Someone apathetic towards morality is likely to not be a Christian no matter what they believe about themselves or what they profess.  Christianity, no matter how much contemporary figures like Tim Keller might pretend otherwise, is an inherently, inescapably moralistic religion, and the redemption that shallow thinkers are more likely to focus on depends on morality in the first place.  Without morality, there can be no sin; without sin, there can be no redemption.  Without redemption, many Christians would no longer be interested in Christianity because there is no personal benefit in it for them: they do not care about analyzing philosophies for things like consistency, verifiability, and probability, and they are too stupid to even figure out how to live out basic parts of Christianity.  Lastly, there is absolutely nothing positive about hoping for salvation out of mere selfishness, as Paul himself addresses in Romans 6:1-2 and 6:15-18.

The very gospel accounts that so many ineptly think teach a kind of anti-moralism ironically affirm this.  Of course, a thorough rationalist can already discover that if morality does not exist, there is no such thing as cosmic redemption or even anything that should or should not be done.  Morality is so obviously more central and important than anything pertaining to forgiveness could possibly be and literally anyone can reason these philosophical facts out, no matter how much exposure they have to Christian ideas or the Bible itself.  For those who claim to have allegiance to Christianity and still believe that the Bible does not teach that moral uprightness is the only outward evidence that someone is "saved," passages like Matthew 3:7-10 and 7:15-20 might be very uncomfortable.

Twice in the book of Matthew alone, people who do not act justly, in accordance with their obligations (all obligations reduce down to a matter of justice or relate to it directly), are compared to trees that bear no fruit and are cut down to be burned.  The first to say this is John the Baptist, while the second is Jesus--not that the identity of a person makes their claim more or less true.  In the context of warnings about hell in places like Matthew 10:28 and 18:8, the fire in this comparison is a reference to hell, and Jesus specifically clarifies that the fruit he mentions stands in for righteous acts, acts that are either obligatory or supererogatory (which means morally good but not necessary in order to be morally perfect).

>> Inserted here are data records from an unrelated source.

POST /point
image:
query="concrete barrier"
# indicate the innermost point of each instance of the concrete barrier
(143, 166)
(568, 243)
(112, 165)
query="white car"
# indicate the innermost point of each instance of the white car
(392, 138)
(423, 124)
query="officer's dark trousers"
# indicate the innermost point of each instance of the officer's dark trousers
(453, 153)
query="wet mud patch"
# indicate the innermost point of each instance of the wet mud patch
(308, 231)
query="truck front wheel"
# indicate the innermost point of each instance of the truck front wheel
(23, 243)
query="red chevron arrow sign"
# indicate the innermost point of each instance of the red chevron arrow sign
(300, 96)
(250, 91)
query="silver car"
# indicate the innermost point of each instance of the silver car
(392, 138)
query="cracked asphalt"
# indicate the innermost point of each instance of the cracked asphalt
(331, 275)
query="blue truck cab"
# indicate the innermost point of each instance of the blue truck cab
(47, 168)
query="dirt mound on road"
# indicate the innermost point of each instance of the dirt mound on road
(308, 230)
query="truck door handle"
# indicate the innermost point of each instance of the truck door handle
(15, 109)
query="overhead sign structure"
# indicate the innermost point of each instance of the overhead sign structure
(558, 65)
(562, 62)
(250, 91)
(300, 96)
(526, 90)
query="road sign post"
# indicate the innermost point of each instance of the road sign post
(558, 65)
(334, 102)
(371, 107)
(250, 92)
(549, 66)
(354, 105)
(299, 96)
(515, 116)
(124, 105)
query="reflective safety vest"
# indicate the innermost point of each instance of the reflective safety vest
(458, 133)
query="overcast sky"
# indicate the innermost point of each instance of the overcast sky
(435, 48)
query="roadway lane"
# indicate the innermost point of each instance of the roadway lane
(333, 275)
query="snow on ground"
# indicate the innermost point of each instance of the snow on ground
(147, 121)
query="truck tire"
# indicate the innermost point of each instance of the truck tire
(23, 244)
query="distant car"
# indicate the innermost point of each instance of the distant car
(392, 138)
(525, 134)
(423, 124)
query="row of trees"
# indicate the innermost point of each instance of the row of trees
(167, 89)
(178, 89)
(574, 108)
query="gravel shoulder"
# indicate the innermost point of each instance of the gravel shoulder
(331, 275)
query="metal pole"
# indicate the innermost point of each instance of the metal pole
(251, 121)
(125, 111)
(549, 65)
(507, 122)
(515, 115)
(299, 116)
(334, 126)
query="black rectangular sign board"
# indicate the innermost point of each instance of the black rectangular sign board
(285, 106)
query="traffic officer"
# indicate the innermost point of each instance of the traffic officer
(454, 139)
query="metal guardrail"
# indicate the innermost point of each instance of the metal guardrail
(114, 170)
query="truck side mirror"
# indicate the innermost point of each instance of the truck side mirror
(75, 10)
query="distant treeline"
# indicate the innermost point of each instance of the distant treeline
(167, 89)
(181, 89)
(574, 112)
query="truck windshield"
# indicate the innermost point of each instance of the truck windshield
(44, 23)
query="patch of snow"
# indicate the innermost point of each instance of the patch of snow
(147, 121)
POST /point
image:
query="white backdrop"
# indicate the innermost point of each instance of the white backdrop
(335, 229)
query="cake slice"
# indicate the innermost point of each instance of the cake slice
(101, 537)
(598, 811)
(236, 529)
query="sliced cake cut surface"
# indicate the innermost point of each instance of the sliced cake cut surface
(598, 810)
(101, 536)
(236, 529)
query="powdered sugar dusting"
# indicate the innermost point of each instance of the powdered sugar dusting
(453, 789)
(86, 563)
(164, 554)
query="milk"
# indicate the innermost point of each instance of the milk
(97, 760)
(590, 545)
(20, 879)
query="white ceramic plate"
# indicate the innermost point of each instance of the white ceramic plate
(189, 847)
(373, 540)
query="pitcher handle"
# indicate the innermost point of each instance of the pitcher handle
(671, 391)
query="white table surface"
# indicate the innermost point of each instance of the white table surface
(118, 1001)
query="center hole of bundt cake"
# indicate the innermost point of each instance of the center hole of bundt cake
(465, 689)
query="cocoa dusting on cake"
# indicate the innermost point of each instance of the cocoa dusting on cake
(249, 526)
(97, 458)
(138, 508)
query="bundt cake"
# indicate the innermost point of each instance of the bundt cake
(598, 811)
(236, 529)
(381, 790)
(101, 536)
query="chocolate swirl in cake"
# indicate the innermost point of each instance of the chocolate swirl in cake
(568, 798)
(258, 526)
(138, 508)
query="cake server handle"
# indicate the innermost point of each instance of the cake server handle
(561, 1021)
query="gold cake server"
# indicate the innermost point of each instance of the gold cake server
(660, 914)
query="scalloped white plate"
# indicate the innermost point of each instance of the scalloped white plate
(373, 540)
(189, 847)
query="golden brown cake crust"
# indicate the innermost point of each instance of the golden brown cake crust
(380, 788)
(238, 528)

The person who shrugs at whatever moral obligations exist is damned to be destroyed whether they think they are restored to God or not.  Yes, Matthew is a key book of the Bible for establishing that the Biblical hell, while it is itself an eternal realm, is a place of punishment for unsaved humans that reduces them to nonexistence, or humans are reduced to nonexistence by God directly as they are in hell.  What happens to trees thrown into a fire?  They are burned up if the fire lasts long and hot enough.  It is actually also Matthew 25 that says hell was not even created for humans at all, so it is not particularly strange that humans are said to be destroyed in hell, whether immediately or after a longer time.  Matthew is by far the best singular book of the Bible to read for those wanting to read about the true Christian concept of hell.

Though there are very blatant, straightforward passages like Ezekiel 18:4, 2 Peter 2:6, and 1 Timothy 6:16 that clarify just what is meant by destruction in hell (with the latter stating God alone lives forever by default, or else everyone already has eternal life and does not need redemption to obtain it), even the symbolic analogies used to allude to or directly explore the Biblical idea of hell, like the weeds getting thrown into the fire in Matthew 13 and the trees without fruit getting burned, clearly imply cessation of life or existence instead of endless suffering.  Thus, the twin references in Matthew 3 and 7 respectively about trees without fruit being eventually thrown into the fire are consistent with two core Biblical doctrines: a consistent, intentional lack of conformity to God's moral commands means someone is not saved, and unsaved humans are promised annihilation instead of perpetual torment.